For some plans, this refinement will have minimal impact. For others, especially those with material survivor liabilities, it could affect liability measurement, and lead to better replication of annuity pricing.
Where the Real Impact Comes From: Mortality Improvement
When using the new CPM2024 mortality tables alongside the CIA’s CanMI‑2024 mortality improvement scale, the combined impact relative to the older CPM2014 mortality table and CPM‑B mortality improvement scale most often translates into an increase in liability measurements of about 2% to 3%.
However, one of the most important clarifications is that most of the increase does not come from the base CPM2024 tables – interestingly, it is the new improvement scale that ultimately drives the increase in liabilities.
This distinction matters – and needs to be understood by the users of actuarial work. Previously, when mortality tables were updated, it was the change in the base mortality tables that led to the majority of the liability increases. This is not the case this time around. Rather, the increase in liabilities is mainly attributable to a more optimistic view of future mortality improvement.

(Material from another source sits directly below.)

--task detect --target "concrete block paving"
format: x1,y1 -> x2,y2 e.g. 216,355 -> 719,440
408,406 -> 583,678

This raises the prospect that some actuaries and plan sponsors wish to make tweaks to the new improvement scale. Given that recent mortality experience has basically kept pace with the previous trend, some may question whether there is truly a need to adopt the more generous improvement rates in the newer improvement scales.
Funding vs. Solvency: No Immediate Rule Change
From a practical standpoint, nothing changes immediately. Specifically:
- the previous CPM2014 mortality table and CPM-B improvement scale remain the prescribed table for solvency valuations – until actuarial standards applicable for commuted value calculations are formally updated (which may happen in the near future); and
- for going‑concern and accounting valuations, the CPM2014 mortality tables and CPM-B improvement scale are still considered acceptable by the actuarial profession, as adoption of the new mortality table and improvement scale is not considered mandatory.
In other words, this is not exactly a “flip the switch” moment.
With that said, the updated CIA Educational Note subtly raises the bar. While it does not require use of the new CPM2024 mortality table and a new improvement scale, it clearly expects actuaries to consider published mortality research and to document their reasoning – particularly where older mortality assumptions are retained.
Personally, I would expect actuaries and plan sponsors to transition to the new CP2024 mortality tables and a newer mortality improvement scale within the next year or two. I suspect pension regulators and auditors will be watching for this – and expecting plan sponsors to “modernize” their mortality assumptions.
I would also point out that the CPM-B improvement scale reaches its ultimate improvement rate in 2031, at which point it transitions to one-dimensional scale – and arguably becomes less relevant.
What This Means for Plan Sponsors
For plan sponsors, the takeaway is not urgency – it’s preparedness. You should expect:
- more discussions on the mortality assumptions at valuation time,
- clearer explanations for why particular mortality tables and improvement scales are chosen,
- and more explicit documentation of judgment.
This shift will put governance front and centre.
Final Thought
The release of the CPM2024 mortality tables is a step forward for Canadian pension mortality assumptions. The research is deeper, broader, and reflects more recent mortality experience.
But progress comes with a trade‑off.
The selection of a new mortality table will require more judgment. And explaining that judgment – to boards, members, auditors, and regulators – will increasingly be part of the job.
In that sense, CPM2024 is not just a new table. It’s a reminder that longevity risk – like most pension risks – cannot be managed with general rules of thumb, and that assumptions increasingly need to be supported with evidence and clearly documented judgment.